When it was belatedly published in 1855, the A minor Sonata won such popularity that Reinecke was soon asked to make a violin version of the piece. The dedicatee was Andreas Grabau, a cellist in the Gewandhaus Orchestra of which Mendelssohn was director, and indeed, the sonata rejoices in a quickness of thought and lively spirit which Felix would have recognized and appreciated.
The D major Sonata, op.89, was composed in 1866 and published by Breitkopf & Härtel with a dedication to Carl Voigt (either the founder-director of the main choral society in Hamburg or the merchant-husband of the pianist Henriette Voigt). Is this a ‘midde-aged’ Reinecke? Certainly the first movement stands back from the high drama of the First Sonata, or at any rate gives way periodically to a very cellistic mode of introspection, inviting comparison in this regard with the recently composed E minor Cello Sonata of Brahms.
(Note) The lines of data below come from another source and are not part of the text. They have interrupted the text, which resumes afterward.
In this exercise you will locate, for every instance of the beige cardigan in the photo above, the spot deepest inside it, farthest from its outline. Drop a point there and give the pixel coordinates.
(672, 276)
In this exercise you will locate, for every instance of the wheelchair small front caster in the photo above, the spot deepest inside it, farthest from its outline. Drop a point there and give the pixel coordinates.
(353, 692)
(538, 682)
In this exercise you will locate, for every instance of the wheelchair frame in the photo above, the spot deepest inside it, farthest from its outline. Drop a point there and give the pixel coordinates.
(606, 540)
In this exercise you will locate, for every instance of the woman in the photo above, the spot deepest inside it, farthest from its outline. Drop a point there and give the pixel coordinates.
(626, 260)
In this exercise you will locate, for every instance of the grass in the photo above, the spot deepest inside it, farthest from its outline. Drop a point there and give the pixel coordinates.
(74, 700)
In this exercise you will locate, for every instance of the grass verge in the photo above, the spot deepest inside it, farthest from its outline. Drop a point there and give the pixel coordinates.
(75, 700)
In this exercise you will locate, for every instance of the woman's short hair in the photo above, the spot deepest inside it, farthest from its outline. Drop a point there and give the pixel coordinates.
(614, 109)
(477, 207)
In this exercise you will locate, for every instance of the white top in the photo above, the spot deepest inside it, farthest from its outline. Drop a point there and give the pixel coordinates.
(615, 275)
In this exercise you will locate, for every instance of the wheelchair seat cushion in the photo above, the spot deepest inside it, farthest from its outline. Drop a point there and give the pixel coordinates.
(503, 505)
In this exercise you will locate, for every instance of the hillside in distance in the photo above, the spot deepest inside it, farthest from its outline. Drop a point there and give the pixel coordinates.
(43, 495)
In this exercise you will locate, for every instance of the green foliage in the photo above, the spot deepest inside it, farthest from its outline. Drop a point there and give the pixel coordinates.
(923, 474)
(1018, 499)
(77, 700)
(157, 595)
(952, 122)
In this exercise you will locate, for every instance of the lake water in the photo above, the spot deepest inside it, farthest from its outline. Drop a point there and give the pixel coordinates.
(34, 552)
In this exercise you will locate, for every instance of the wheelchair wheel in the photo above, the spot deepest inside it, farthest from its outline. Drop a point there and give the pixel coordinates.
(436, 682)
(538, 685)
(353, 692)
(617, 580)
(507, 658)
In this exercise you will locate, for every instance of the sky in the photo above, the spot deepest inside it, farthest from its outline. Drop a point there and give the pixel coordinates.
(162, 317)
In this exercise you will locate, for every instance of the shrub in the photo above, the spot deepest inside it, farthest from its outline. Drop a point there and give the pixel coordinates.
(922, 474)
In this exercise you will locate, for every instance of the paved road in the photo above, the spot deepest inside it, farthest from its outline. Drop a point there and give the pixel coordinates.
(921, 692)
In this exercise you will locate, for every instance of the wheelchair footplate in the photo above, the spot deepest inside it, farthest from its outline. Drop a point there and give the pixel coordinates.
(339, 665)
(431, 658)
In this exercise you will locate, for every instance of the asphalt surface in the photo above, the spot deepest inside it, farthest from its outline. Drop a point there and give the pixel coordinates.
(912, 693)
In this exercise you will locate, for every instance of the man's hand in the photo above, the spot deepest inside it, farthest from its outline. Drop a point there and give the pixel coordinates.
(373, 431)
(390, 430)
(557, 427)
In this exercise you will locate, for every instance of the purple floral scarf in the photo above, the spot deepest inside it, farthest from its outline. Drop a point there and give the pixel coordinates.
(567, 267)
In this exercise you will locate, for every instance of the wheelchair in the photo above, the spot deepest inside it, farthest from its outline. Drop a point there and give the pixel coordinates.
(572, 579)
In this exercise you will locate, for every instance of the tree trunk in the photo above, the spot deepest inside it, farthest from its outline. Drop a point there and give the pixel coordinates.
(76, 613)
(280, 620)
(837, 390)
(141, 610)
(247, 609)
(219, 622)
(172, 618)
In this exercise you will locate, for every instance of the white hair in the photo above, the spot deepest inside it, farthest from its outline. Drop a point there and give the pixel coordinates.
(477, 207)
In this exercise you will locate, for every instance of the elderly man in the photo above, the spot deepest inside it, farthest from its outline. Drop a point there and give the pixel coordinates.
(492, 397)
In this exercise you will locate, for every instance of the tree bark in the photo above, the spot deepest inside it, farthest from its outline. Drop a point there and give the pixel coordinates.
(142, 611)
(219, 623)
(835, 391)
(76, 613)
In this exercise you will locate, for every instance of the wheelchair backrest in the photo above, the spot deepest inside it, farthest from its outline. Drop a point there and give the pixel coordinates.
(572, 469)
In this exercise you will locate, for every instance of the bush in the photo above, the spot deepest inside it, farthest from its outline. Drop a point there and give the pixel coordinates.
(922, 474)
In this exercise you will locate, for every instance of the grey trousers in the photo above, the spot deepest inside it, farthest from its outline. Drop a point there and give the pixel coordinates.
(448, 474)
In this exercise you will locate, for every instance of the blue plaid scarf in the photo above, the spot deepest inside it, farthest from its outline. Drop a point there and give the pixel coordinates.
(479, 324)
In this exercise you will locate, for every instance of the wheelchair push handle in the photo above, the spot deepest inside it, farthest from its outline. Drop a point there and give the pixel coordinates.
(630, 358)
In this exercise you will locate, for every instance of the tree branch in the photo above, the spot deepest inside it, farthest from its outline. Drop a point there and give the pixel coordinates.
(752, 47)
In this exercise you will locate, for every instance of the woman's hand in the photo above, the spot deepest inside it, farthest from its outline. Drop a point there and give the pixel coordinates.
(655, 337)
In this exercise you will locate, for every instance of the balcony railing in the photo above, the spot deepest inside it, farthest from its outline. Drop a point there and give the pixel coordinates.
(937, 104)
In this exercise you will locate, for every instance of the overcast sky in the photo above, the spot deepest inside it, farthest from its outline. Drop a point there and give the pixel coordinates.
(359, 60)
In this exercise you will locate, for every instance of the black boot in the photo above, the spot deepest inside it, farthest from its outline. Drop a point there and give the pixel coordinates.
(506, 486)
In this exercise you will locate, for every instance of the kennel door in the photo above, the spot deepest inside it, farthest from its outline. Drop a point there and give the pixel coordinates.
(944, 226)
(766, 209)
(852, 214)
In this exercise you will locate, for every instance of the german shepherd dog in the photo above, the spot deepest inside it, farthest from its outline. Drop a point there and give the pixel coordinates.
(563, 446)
In this regard, the dedication of the Third Sonata to the memory of Brahms, who had died in April the previous year, might be regarded as a hostage to fortune. Yet while a pall of introspection hangs over the recitative-like introduction, worthy of Brahms’s own late Four Serious Songs, Reinecke was no slavish epigone, and the sonata is the work of a lifetime spent refining the craft of composition in himself and in others.